Farnia P, Makkiabadi B, Ahmadian A, Alirezaie J
Annu Int Conf IEEE Eng Med Biol Soc. 2016 Aug;2016:1167-1170. doi: 10.1109/EMBC.2016.7590912.
Intra-operative ultrasound as an imaging based method has been recognized as an effective solution to compensate non rigid brain shift problem in recent years. Measuring brain shift requires registration of the pre-operative MRI images with the intra-operative ultrasound images which is a challenging task. In this study a novel hybrid method based on the matching echogenic structures such as sulci and tumor boundary in MRI with ultrasound images is proposed. The matching echogenic structures are achieved by optimizing the Residual Complexity (RC) in the curvelet domain. At the first step, the probabilistic map of the MR image is achieved and the residual image as the difference between this probabilistic map and intra-operative ultrasound is obtained. Then curvelet transform as a sparse function is used to minimize the complexity of residual image. The proposed method is a compromise between feature-based and intensity-based approaches. Evaluation was performed using 14 patients data set and the mean of registration error reached to 1.87 mm. This hybrid method based on RC improves accuracy of nonrigid multimodal image registration by 12.5% in a computational time compatible with clinical use.

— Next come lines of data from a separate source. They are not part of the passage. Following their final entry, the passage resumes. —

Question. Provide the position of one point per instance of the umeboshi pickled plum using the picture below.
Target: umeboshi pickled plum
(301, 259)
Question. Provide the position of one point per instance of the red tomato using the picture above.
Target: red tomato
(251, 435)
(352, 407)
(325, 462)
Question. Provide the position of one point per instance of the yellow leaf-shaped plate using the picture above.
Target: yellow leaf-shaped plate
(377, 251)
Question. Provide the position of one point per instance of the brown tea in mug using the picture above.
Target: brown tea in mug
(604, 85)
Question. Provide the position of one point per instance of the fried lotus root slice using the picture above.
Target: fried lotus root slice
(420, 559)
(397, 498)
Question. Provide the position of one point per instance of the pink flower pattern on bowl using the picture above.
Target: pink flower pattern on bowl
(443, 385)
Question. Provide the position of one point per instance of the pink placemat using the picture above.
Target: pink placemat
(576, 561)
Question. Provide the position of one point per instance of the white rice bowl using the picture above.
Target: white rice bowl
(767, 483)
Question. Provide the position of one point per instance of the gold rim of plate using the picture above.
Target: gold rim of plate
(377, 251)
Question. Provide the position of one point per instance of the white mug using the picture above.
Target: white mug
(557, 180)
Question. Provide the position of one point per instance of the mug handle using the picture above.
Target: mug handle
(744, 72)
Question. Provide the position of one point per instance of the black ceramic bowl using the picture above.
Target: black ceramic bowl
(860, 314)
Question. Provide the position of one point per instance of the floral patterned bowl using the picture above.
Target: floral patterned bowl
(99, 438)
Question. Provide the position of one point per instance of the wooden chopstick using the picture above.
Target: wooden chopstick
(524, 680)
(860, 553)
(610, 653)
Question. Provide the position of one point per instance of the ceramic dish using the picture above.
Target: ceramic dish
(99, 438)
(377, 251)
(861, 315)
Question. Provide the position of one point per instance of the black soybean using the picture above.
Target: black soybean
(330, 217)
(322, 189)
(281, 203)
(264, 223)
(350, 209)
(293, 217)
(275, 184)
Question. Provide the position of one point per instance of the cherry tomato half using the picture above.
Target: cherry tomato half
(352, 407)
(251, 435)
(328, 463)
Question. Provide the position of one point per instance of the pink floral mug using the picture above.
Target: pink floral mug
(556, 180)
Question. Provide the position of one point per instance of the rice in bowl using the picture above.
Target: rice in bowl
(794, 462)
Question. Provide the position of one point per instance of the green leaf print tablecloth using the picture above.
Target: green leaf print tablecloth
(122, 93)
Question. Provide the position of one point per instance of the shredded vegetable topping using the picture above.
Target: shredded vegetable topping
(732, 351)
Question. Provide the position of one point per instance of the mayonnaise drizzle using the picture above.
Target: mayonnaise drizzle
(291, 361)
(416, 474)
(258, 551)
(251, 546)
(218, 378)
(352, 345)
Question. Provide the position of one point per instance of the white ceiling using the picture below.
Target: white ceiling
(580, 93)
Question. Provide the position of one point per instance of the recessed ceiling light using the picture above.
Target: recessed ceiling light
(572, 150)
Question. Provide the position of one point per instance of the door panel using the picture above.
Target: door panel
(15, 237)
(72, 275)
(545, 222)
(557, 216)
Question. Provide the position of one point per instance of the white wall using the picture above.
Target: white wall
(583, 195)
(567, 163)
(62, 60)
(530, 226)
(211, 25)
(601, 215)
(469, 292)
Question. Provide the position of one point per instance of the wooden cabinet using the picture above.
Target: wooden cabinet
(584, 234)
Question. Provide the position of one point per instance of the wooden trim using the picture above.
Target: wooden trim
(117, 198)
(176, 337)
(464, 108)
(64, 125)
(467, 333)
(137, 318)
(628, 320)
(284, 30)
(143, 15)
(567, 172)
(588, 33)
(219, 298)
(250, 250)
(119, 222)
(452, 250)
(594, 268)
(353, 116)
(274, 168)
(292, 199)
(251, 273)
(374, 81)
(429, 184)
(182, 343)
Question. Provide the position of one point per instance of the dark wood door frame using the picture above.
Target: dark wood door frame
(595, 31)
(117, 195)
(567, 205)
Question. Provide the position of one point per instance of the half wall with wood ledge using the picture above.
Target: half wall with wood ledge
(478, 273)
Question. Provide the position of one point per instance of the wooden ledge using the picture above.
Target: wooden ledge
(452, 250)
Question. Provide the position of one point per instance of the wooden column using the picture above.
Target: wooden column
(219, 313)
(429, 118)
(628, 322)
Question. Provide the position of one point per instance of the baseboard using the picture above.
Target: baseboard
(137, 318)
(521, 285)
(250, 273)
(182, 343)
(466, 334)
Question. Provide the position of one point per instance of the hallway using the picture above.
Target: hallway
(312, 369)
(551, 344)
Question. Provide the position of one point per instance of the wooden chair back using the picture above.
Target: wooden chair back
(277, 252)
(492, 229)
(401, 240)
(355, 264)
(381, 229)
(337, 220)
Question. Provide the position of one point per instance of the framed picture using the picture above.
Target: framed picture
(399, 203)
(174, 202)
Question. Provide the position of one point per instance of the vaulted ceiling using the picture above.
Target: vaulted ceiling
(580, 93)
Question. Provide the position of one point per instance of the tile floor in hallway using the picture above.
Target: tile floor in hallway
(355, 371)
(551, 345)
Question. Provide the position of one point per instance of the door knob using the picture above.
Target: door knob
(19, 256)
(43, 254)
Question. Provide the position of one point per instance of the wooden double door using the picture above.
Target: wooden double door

近年来,术中超声作为一种基于成像的方法,已被公认为是补偿非刚性脑移位问题的有效解决方案。测量脑移位需要将术前MRI图像与术中超声图像进行配准,这是一项具有挑战性的任务。在本研究中,提出了一种基于匹配MRI中脑沟和肿瘤边界等回声结构与超声图像的新型混合方法。通过在曲波域中优化残余复杂度(RC)来实现回声结构的匹配。第一步,获取MR图像的概率图,并得到作为该概率图与术中超声之间差值的残余图像。然后,使用作为稀疏函数的曲波变换来最小化残余图像的复杂度。所提出的方法是基于特征和基于强度的方法之间的一种折衷。使用14例患者的数据集进行了评估,配准误差的平均值达到1.87毫米。这种基于RC的混合方法在与临床使用兼容的计算时间内,将非刚性多模态图像配准的准确性提高了12.5%。